I’m also settling on the following characters for markup: [, ], ` (term marker) and \ (character escape). These four are chosen because they are available unshifted on the standard keyboard, \ is the standard C escape, and they don’t interfere with English text. Conspicuously missing is any kind of string quotation character. There are only string words/atoms, and T-expressions. For now, not even numbers.

(Because numbers immediately raise the question: which numbers? Decimal, hex, octal, binary? Integer, floating point, full numeric tower? JSON-compatible numbers or non-JSON formats? How do we deal with prematurely identifying a string of digits as the wrong kind of number and misparsing it? But if we do want to bake numbers into the syntax, we can do that with a simple rule: invoking \ inside a word marks it as a “quoted word” which is guaranteed to be a string. If we don’t invoke \ at any time, and it parses as a number, then it’s a number. When printing a word which could be parsed as a number, escape the first character.)

Some of my thinking here about removing string quoting entirely is my own, an idea I’ve been toying with for years; but I’ve been motivated towards this recently by the remarkable new Interactive Fiction language Dialog, which takes this approach, and demonstrates how well it works. More on Dialog later.

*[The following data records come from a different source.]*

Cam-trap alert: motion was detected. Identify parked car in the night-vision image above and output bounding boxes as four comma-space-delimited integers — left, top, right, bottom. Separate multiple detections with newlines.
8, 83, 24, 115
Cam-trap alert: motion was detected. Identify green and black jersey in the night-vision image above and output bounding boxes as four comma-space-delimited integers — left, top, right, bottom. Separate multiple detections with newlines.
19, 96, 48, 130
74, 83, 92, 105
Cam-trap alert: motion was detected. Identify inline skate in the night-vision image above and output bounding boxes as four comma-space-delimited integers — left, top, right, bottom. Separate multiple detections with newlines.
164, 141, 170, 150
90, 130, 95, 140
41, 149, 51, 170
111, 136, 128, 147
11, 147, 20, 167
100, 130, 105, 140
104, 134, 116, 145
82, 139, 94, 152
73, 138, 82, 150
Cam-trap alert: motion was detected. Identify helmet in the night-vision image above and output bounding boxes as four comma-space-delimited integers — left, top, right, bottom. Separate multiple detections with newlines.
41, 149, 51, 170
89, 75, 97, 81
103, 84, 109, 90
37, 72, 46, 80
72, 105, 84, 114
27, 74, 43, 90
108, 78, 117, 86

In AR2, we have a fairly natural and intuitive encoding/decoding, which is easy to do in your head:

  1. If it’s a proper list, just append [] to the end.
  2. If it’s a term [`foo bar], just wrap it in brackets, ie, [[“foo”,”bar”]]
  3. If it’s an improper list, just put the term component on the end of the list, ie [1 2 3 `foo bar] becomes [“1″,”2″,”3”, [“foo”, “bar”]]

We can still tell the difference between NIL or EMPTY LIST [] ([] in AR2) and EMPTY TERM [`] ([[]] in AR2), if this is algebraically important to us. ( Specifically: [foo bar] in TX becomes [foo bar [] ] in AR2 while [foo bar `] becomes [foo bar [[]] ] )

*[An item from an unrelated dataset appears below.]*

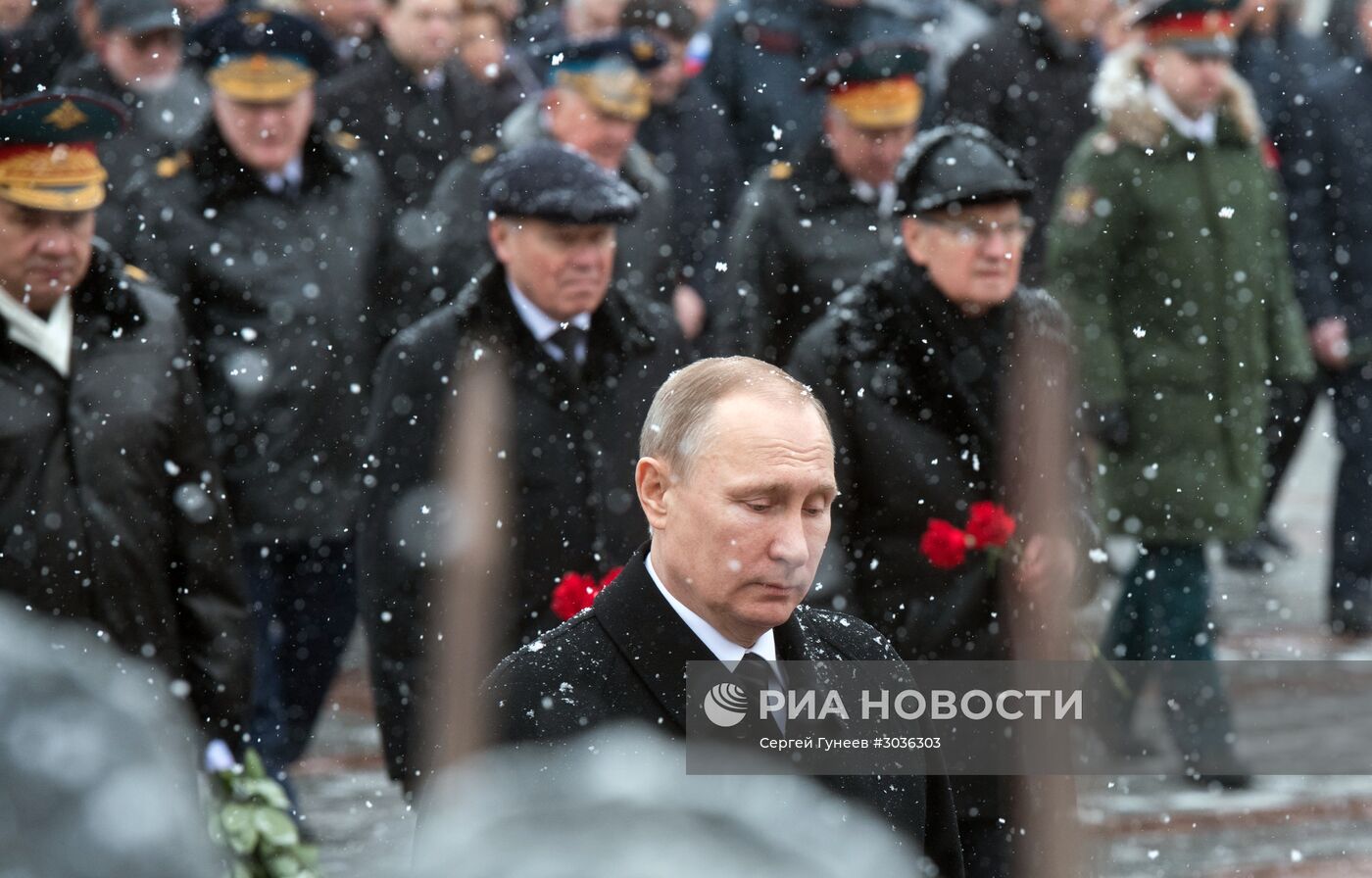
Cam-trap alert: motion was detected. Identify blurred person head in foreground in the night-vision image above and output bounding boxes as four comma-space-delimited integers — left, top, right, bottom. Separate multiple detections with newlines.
0, 600, 223, 878
415, 724, 937, 878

It is now very easy to write a parser for AR2, and the resulting array data structure is about as easy to work with as one could hope for. Most of the pain in a language like Javascript comes from nested character escaping – \ becomes \\ in T-expressions which becomes \\\\ inside a Javascript string. And ` occasionally causes problems in some contexts (for example in WordPress text boxes), but that’s as good as we can get, I think. It’s a much better character to use as an escape than ‘ or ” which can occur in names and English sentences – and which also get mangled to curly quotes in some contexts (Microsoft Word, and WordPress text boxes).

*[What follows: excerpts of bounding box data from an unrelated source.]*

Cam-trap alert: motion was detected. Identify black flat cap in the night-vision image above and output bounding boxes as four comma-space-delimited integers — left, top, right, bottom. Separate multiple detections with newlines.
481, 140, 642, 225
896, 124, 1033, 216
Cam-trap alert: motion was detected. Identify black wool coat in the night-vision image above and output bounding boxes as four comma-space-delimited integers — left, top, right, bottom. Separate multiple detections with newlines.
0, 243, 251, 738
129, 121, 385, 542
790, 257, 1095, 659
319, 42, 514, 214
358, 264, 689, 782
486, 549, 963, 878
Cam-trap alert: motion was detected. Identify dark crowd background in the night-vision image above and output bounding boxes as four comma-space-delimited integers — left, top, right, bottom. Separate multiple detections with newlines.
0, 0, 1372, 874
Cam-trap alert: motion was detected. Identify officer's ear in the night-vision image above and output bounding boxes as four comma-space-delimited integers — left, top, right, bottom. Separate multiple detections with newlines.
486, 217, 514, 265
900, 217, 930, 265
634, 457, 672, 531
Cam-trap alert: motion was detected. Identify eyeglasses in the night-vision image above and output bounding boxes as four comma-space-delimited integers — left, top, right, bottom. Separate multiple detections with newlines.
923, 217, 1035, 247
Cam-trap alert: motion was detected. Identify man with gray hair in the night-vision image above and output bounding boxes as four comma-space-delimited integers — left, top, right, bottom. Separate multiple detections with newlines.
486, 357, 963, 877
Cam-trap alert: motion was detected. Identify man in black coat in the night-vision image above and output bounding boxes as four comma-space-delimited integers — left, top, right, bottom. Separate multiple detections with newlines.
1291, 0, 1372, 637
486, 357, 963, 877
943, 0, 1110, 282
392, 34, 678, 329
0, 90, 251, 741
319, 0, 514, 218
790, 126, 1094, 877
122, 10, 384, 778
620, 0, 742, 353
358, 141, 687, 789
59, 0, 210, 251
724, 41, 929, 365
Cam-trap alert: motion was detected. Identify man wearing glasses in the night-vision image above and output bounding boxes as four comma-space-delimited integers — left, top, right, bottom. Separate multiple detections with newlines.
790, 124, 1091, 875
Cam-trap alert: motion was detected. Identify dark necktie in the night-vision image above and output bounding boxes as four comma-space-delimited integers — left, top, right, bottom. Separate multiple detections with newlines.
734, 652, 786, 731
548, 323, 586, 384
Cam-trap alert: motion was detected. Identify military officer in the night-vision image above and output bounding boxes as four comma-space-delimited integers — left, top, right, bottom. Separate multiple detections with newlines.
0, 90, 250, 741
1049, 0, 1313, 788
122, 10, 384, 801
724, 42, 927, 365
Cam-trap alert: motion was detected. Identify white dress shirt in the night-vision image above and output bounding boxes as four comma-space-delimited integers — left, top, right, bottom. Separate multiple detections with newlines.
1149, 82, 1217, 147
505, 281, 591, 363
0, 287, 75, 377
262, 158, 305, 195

Given an AR2 array, we can very quickly determine some key properties of it:

  1. Take LENGTH – this should be a O(1) operation for modern sane length-prefixed non-null-terminated arrays. Maybe not in raw C. So don’t use raw C. I mean you can if you want, it’ll still work, just LENGTH won’t be a O(1) operation.
  2. If LENGTH == 0: it’s NIL. All NILs should maybe be unique, though this is not the case in, eg, Javascript, so maybe don’t rely on that. Some implementations of Prolog, for example, may want to rely on Unknowns (unbound variables) being represented by unique NILs. However, if you do that, be aware that you’ve then got an in-RAM structure that can’t be uniquely serialised as T-expressions, which is not a particularly good thing.
  3. If LENGTH == 1: it’s a Term. In this case, Array[0][0] is the Functor or Head, Array[0][1..] is the Body, Array[0][1] is the first argument, etc.
  4. If LENGTH == 1 and Array[LENGTH-1] == NIL, then it’s EMPTY TERM.
  5. If LENGTH > 1 and Array[LENGTH-1] == NIL, then it’s a Proper List
  6. If LENGTH > 1 and Array[LENGTH-1] != NIL, then it’s an Improper List, and Array[LENGTH-1] is its Suffix. If the Suffix is an array, then Array[LENGTH-1][0] is the Functor/Head, etc.

And the very nice part is that all these properties apply recursively to all AR2 arrays.